The world is coming to an end in six months. An asteroid is on course for the planet; it will strike; large areas will be destroyed and life, if any, afterward will be miserable. In the middle of the collapse caused by this knowledge, Detective Hank Palace is called in to investigate an apparent death by hanging. Everyone expects him to call it a suicide and leave. He suspects murder and proceeds to investigate. Under the circumstances, most people wonder why he is bothering. What is one more death and why does it matter how it happened?

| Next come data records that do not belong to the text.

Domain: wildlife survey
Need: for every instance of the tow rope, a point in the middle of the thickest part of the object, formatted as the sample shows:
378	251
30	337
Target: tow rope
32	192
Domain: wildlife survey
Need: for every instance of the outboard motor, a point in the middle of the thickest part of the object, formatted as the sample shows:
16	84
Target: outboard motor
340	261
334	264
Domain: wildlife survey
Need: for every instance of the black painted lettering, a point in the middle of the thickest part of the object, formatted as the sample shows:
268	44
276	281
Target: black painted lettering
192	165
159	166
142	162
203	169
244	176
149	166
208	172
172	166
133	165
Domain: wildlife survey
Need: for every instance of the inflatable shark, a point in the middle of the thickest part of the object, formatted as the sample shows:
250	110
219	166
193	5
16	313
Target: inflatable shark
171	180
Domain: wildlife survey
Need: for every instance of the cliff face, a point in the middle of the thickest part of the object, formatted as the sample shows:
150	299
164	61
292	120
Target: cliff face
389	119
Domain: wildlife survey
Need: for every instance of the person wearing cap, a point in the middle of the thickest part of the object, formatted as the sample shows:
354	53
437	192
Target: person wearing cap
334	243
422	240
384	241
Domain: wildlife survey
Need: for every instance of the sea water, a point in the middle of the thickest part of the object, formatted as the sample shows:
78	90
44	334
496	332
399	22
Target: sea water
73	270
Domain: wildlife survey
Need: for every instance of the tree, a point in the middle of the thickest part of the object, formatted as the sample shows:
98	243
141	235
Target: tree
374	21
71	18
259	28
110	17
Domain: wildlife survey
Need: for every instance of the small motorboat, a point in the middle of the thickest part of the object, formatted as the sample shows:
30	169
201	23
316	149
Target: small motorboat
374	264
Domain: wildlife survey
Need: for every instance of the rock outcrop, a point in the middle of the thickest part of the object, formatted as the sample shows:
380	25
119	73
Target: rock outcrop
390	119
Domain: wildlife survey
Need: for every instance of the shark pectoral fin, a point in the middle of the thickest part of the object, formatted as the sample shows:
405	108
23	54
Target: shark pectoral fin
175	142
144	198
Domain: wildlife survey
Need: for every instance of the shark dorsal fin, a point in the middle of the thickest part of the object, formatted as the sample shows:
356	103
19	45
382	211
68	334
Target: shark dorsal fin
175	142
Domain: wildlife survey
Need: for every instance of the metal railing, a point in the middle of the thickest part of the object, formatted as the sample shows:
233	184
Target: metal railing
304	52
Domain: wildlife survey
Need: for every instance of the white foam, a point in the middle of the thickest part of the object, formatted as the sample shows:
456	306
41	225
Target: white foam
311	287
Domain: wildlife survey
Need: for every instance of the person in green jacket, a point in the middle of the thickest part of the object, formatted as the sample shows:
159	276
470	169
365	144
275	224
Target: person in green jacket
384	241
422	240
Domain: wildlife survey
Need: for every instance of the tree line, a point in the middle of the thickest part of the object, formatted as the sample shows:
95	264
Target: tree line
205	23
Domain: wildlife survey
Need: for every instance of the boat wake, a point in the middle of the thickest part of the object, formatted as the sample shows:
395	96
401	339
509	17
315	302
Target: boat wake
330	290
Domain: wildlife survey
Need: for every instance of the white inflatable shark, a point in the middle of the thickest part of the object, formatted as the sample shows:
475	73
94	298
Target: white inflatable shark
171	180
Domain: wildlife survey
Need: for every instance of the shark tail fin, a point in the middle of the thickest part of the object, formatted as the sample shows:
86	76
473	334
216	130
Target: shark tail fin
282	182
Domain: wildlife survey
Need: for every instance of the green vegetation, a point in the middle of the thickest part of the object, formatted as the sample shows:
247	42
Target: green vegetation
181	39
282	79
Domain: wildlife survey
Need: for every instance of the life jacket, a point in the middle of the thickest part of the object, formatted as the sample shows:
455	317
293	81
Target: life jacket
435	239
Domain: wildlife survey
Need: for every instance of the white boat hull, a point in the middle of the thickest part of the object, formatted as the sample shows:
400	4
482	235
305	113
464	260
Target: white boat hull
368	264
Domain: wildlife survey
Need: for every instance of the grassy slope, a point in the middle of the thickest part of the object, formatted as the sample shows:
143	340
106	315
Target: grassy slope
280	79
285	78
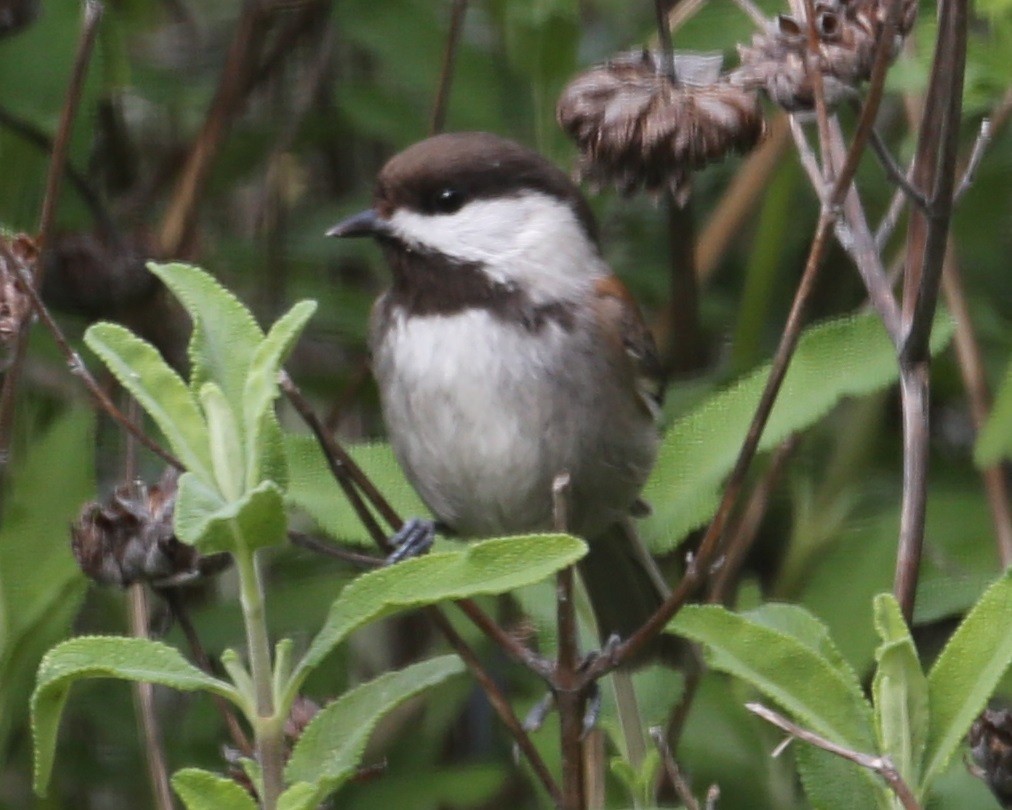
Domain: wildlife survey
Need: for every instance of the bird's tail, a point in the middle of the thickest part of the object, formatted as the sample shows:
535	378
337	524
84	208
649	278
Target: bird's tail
625	587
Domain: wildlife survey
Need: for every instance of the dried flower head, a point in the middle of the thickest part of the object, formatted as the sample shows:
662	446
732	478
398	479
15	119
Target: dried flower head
130	539
847	31
15	306
991	745
636	127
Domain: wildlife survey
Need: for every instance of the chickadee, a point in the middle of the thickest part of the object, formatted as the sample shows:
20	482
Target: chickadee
507	352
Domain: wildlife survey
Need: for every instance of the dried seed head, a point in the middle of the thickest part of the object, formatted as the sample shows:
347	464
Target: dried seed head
847	31
991	745
130	539
15	306
637	128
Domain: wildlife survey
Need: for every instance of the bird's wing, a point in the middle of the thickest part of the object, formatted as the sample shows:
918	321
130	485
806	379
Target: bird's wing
622	323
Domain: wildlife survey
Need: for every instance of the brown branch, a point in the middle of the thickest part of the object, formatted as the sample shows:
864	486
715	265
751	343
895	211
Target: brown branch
448	65
61	145
879	764
934	174
671	768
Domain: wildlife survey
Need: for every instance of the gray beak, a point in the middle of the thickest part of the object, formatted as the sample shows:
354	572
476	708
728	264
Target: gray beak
365	223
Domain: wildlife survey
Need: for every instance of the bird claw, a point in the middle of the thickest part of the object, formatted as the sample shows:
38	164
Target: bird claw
413	539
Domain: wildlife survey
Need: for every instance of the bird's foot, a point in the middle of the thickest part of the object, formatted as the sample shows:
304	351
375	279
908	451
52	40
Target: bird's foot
413	539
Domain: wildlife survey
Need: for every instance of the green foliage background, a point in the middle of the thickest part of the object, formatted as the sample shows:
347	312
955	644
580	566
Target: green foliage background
290	167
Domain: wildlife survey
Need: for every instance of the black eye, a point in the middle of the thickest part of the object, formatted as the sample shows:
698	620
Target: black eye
446	200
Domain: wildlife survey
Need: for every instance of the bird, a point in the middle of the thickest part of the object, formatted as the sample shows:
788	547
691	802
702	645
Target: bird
507	353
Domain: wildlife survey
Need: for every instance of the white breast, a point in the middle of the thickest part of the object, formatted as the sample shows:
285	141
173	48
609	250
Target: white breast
483	414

Noir detectives generally hew to their own code. Here, the twist is that Hank Palace’s code is the one most people now would recognize as the good, upright, and legal code. It is a singular code in a world that is disintegrating. Winters doesn’t shy from suggesting that perhaps Palace is wrong—or at least partly wrong—in some of his decisions, or that there may be no right decisions in this situation. He remains a strong and engaging character whose struggles are understandable.
Winters also chronicles the slow decline of culture as more and more people leave their jobs to do whatever it is they’ve always wanted (“going Bucket List”), commit suicide, or just give up. Specific details and descriptions chronicle the slide while also giving odd glimpses of the people who, like Hank, try to hold on to the established norms or, like Hank’s sister, Nico, struggle to find or build a hope for survival (something Hank dismisses out of hand). For example, on walking into a hospital, Hank notes that “There’s a bank of spherical lights over the main doors, and all were lit the last time I was here, and now two are out, and that’s just it. The world is decaying bit by bit, every piece degrading at its own erratic rate…and each minor degradation has its consequences.”
There is a reason The Last Policeman won the Edgar award. It is a strong mystery, and Winters plays fair. The readers have all the clues and red herrings just as Hank Palace does, and the resolution is satisfying and convincing. There’s also a second, longer mystery not solved by the end: What are Nico and her friends doing? Hank dismisses them. Should we? It is also a strong, unusual setting, and a satisfying, if unsettling, story of how people act and interact and what happens when things fall apart.
With the third book in the trilogy coming out in July, now is a good time to start this series, if you haven’t already.